An international research consortium plans to catalog genetic alterations in 50 different types of cancer in what amounts to be the largest human genome resequencing project launched to date.

The International Cancer Genome Consortium, which launched in late April, was created to serve as an umbrella for existing and future cancer genome projects worldwide.

Over the next decade or so, the group will use new sequencing technologies and other molecular tools to comprehensively analyze approximately 25,000 cancer genome samples for a total estimated cost of $1 billion, and to make the data publicly available.

"It's very much the next-generation sequencing technologies which are driving this consortium, … which we could not even imagine three years ago" because of the prohibitive cost, says Tom Hudson, president and scientific director of the Ontario Institute for Cancer Research in Toronto, which serves as the ICGC's headquarters.

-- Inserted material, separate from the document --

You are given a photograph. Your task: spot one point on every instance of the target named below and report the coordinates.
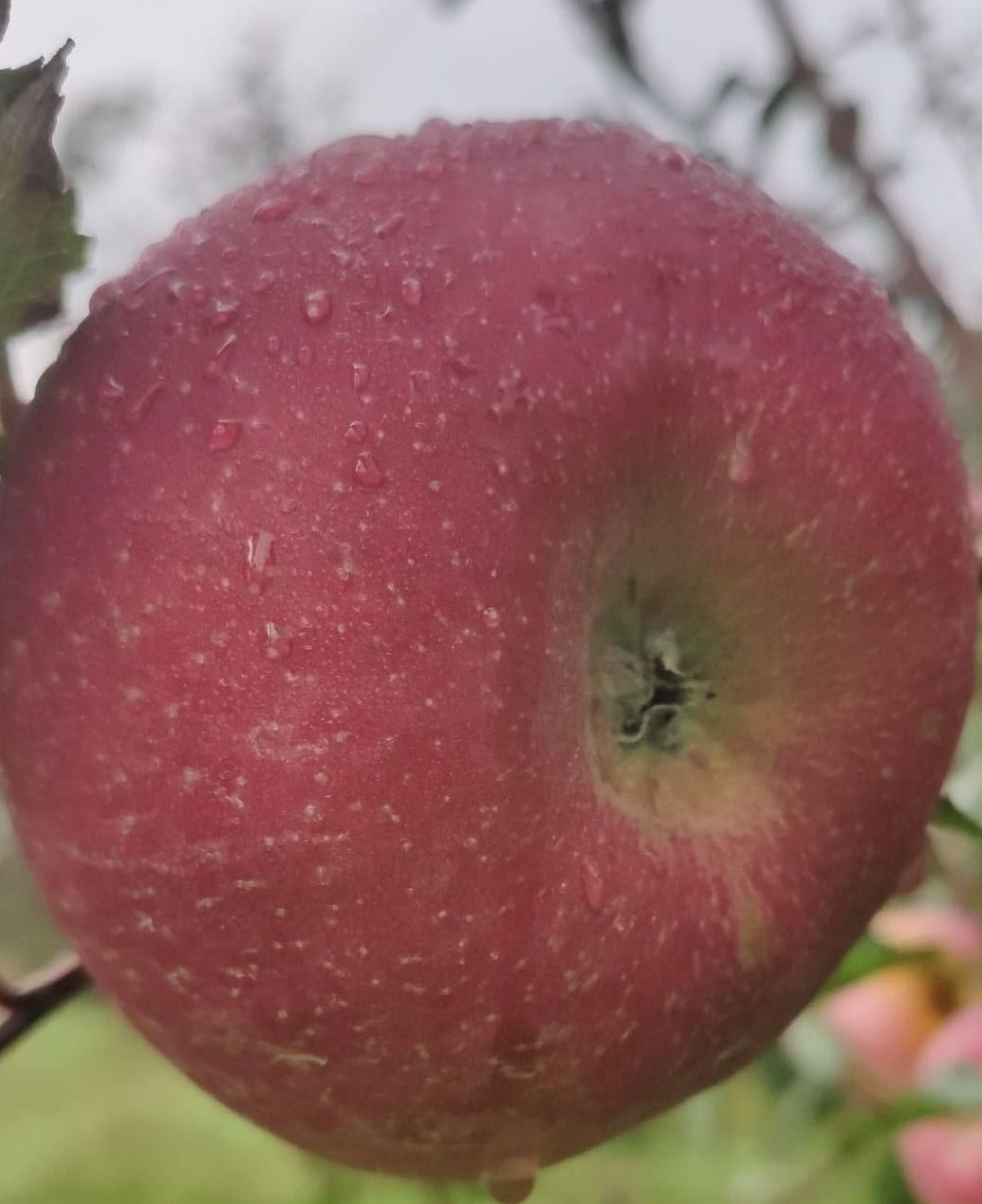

Current members hail from North America, China, Singapore, Japan, the European Union, Australia, and India. Members fund the projects they contribute to the consortium.

"It's a very ambitious project," says ICGC member Mike Stratton, deputy director of the Wellcome Trust Sanger Institute and head of the institute's Cancer Genome Project. "There will never have been a sample collection in cancer as big as this one will be in its aggregate."

Projects like Sanger's Cancer Genome Project or the US National Institutes of Health's Cancer Genome Atlas will continue their work but will contribute their data to the ICGC and adhere to its mandates, according to the consortium.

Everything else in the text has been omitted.